From an oscillator point of view, peak phases of the ENSO oscillation (i.e. El Niño and La Niña events) are most likely followed by a transition towards the opposite phase, except in a few cases when these events (in particular La Niña) can endure for a second year30. In contrast, after neutral start years, there is less predictive skill as the system could evolve towards either El Niño or La Niña, or indeed remain neutral. In order to compare transition probabilities based on different initial conditions in our perfect-model experiment, we investigate the average transition probabilities over all forecasting members of the El Niño, La Niña and neutral starting points respectively during different forecasting times; namely 1, 2–3 and 4–6 years (Table S2). This analysis confirms that El Niño start years are mostly followed by neutral or La Niña years in the first year after initialisation; while La Niña start years are more likely followed by neutral or El Niño years. The simulations have an increased probability to transition into the opposite phase during forecast year 2 or 3 after initialisation compared to transitioning into the initial phase.
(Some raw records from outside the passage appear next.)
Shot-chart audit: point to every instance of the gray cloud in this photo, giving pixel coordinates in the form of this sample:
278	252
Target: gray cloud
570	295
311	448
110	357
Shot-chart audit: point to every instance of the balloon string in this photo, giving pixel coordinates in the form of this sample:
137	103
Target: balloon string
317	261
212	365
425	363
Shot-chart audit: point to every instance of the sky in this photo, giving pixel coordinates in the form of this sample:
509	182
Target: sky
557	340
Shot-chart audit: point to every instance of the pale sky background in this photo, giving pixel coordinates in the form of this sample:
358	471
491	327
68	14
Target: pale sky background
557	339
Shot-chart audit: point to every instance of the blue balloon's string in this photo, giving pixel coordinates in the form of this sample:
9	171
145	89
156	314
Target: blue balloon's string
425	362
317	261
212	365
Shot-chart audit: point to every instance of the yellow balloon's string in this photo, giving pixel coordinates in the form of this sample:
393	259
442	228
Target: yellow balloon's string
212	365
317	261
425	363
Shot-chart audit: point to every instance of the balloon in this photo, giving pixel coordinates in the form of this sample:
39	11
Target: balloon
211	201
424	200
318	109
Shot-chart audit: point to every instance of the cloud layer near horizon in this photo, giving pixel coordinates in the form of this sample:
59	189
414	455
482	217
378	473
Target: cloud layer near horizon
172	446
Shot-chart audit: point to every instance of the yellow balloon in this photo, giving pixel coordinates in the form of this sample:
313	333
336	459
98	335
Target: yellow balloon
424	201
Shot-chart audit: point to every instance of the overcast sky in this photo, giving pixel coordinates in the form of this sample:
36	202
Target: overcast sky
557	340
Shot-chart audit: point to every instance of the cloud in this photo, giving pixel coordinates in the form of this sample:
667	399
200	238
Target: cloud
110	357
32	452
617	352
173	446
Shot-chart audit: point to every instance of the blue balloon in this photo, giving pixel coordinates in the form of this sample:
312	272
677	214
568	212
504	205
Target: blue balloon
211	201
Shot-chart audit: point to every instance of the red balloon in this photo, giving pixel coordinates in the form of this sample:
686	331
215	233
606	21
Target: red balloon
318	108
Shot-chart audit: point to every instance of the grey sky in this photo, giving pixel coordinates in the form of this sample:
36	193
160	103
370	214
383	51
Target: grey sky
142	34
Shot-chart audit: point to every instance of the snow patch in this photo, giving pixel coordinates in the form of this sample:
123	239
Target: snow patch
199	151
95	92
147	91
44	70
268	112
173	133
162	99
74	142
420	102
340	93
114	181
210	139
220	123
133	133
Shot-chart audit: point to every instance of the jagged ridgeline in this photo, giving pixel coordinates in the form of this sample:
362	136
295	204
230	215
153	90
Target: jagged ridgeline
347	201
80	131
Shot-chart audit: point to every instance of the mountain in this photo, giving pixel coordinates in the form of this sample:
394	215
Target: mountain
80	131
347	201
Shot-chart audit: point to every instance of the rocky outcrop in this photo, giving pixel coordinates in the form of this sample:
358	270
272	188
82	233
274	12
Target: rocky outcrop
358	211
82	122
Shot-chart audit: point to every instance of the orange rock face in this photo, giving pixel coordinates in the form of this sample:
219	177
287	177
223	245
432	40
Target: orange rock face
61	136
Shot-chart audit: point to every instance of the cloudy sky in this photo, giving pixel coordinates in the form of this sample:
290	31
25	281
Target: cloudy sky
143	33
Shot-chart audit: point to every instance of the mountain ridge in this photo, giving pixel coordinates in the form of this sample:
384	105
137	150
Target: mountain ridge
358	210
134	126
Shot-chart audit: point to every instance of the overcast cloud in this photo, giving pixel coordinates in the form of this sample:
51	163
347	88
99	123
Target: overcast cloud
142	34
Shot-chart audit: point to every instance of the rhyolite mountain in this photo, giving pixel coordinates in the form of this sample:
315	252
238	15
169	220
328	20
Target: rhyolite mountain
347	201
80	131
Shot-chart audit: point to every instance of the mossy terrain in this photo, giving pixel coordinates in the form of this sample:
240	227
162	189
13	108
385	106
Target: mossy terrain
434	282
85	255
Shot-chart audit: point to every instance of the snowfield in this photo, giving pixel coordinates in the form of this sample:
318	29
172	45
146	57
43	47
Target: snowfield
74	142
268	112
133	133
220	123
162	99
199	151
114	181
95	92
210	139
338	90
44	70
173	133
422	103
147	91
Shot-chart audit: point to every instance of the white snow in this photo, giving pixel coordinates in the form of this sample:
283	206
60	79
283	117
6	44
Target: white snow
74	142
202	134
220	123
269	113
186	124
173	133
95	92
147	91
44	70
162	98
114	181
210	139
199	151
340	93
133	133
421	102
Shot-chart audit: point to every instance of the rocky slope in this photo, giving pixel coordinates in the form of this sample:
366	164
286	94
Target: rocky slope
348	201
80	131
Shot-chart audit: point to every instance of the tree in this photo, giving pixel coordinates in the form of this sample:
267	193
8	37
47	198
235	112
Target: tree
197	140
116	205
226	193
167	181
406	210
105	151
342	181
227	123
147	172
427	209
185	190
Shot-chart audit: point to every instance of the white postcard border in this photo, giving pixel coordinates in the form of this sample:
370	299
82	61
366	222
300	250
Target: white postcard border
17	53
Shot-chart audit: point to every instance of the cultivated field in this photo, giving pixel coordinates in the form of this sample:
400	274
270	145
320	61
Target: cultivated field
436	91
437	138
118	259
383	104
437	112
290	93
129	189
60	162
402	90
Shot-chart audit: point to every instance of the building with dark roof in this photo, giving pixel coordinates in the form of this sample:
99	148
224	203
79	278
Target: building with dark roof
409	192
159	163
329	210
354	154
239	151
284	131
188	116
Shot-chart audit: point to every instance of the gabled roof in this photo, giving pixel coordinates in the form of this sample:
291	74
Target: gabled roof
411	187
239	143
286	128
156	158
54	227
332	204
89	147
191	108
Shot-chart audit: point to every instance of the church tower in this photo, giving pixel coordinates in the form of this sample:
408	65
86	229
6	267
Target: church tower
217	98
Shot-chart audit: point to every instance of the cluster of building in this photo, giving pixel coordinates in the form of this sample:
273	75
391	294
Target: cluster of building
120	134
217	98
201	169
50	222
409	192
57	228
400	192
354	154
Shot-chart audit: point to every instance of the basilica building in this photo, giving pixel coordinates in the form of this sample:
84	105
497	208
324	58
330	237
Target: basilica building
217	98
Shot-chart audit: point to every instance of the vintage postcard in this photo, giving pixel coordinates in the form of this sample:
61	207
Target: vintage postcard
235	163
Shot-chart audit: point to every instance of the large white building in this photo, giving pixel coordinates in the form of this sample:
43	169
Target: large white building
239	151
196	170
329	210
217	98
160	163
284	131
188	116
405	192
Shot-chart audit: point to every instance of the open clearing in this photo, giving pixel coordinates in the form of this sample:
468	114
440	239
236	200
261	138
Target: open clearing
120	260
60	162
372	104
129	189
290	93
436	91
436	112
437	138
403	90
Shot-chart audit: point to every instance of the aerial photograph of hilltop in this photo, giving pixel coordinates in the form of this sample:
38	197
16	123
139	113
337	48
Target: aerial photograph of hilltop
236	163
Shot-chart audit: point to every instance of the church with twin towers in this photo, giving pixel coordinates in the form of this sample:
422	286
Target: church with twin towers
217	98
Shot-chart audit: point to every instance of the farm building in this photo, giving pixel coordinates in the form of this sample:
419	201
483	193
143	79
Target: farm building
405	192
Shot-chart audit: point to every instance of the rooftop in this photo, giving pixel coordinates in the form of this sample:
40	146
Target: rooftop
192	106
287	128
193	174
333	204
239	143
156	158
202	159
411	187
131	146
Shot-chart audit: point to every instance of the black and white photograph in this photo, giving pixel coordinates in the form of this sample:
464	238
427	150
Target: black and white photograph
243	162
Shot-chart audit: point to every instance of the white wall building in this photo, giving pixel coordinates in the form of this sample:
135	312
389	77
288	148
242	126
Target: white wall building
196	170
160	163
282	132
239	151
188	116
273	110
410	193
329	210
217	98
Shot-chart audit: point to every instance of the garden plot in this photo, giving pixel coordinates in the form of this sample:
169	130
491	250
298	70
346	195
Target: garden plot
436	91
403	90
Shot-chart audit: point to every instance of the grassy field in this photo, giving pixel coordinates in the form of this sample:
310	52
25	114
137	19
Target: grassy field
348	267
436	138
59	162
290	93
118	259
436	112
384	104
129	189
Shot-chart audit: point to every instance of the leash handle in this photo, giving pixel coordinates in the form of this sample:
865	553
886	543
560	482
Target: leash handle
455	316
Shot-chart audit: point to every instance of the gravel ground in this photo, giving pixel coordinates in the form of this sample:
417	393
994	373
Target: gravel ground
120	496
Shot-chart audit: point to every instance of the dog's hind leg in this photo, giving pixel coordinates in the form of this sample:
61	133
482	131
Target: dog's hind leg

In particular, simulations started in El Niño conditions have a probability to transition into La Niña at some point during forecast year 2 or 3 of 32%, whereas only 19% transition back to El Niño, and simulations started in La Niña conditions have a probability of 37% to transition into El Niño during forecast year 2 or 3, but only 22% probability to transition back into La Niña. During forecast years 4, 5 or 6 there is a slightly increased probability for the simulations to transition back into the initial state (i.e. after El Niño to El Niño and after La Niña to La Niña) than into the opposite phase. In contrast, for the neutral start years, the probability of transition to El Niño is comparable to La Niña for the 2–3 year and 4–6 year forecast periods. Inconsistent variations (i.e. of opposite sign) across ensemble members following different neutral initial states tend to cancel one another out, so that average anomalies after neutral conditions are relatively small (Figs. 3 and S6).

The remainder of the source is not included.